Aung San Suu Kyi has been here before. The first half of her political career was spent under house arrest. But this time she awaits sentencing for a variety of charges clearly calculated to keep her out of politics, and almost certainly in prison, for the rest of her life. This time she is caught in a zero sum game.
The jury is still out on Aung San Suu Kyi in other respects. Once deified for her advocacy of democracy and human rights, later vilified for her denial, if not defence of, the Burmese military's genocidal campaign against the Rohingya, she is nevertheless referred to as Amay Suu (Mother Suu) within Myanmar, where her image survives untarnished. Sole heir to the political and spiritual legacy of General Aung San, independence hero and martyr, she remains the lodestar of nationalist aspirations, matriarch of a nation in distress.
This book encapsulates Aung San Suu Kyi's transformation from daughter of a national hero to materfamilias of a nation, especially with regard to Burmese Buddhist notions of nationhood and motherhood. The result is a unique portrait of a living legend, rendered by a compatriot and contemporary, the novelist Wendy Law-Yone.
About the Author: Wendy Law-Yone short stories have appeared in Grand Street and literary anthologies, and her book reviews and articles in The TLS, The Guardian, The Washington Post, Time Magazine, Atlantic Monthly, and Architectural Digest.

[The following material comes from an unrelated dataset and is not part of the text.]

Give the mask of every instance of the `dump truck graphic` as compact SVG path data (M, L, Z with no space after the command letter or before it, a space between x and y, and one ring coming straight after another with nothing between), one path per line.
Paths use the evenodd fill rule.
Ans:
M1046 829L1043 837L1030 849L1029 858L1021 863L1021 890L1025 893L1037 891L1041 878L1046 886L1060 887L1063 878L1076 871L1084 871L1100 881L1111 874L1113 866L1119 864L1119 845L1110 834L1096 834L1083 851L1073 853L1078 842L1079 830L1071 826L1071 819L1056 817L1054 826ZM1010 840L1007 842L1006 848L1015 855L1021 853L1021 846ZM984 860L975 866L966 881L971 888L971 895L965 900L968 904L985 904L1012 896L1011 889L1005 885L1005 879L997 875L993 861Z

Irrawaddy Tango was nominated for the 1994 Irish Times International Fiction Prize. The Road to Wanting was longlisted for the 2011 Orange Prize. Born in Mandalay, Burma, Wendy grew up in Rangoon. Her father, E.M. Law-Yone, was founder and publisher of The Nation, the leading English language daily in post-war Burma. A political prisoner under the military dictatorship of General Ne Win, Law-Yone spent the last years of his life in exile. After leaving Burma at the age of 20, Wendy spent several years in Southeast Asia before moving to the United States in the mid-1970's.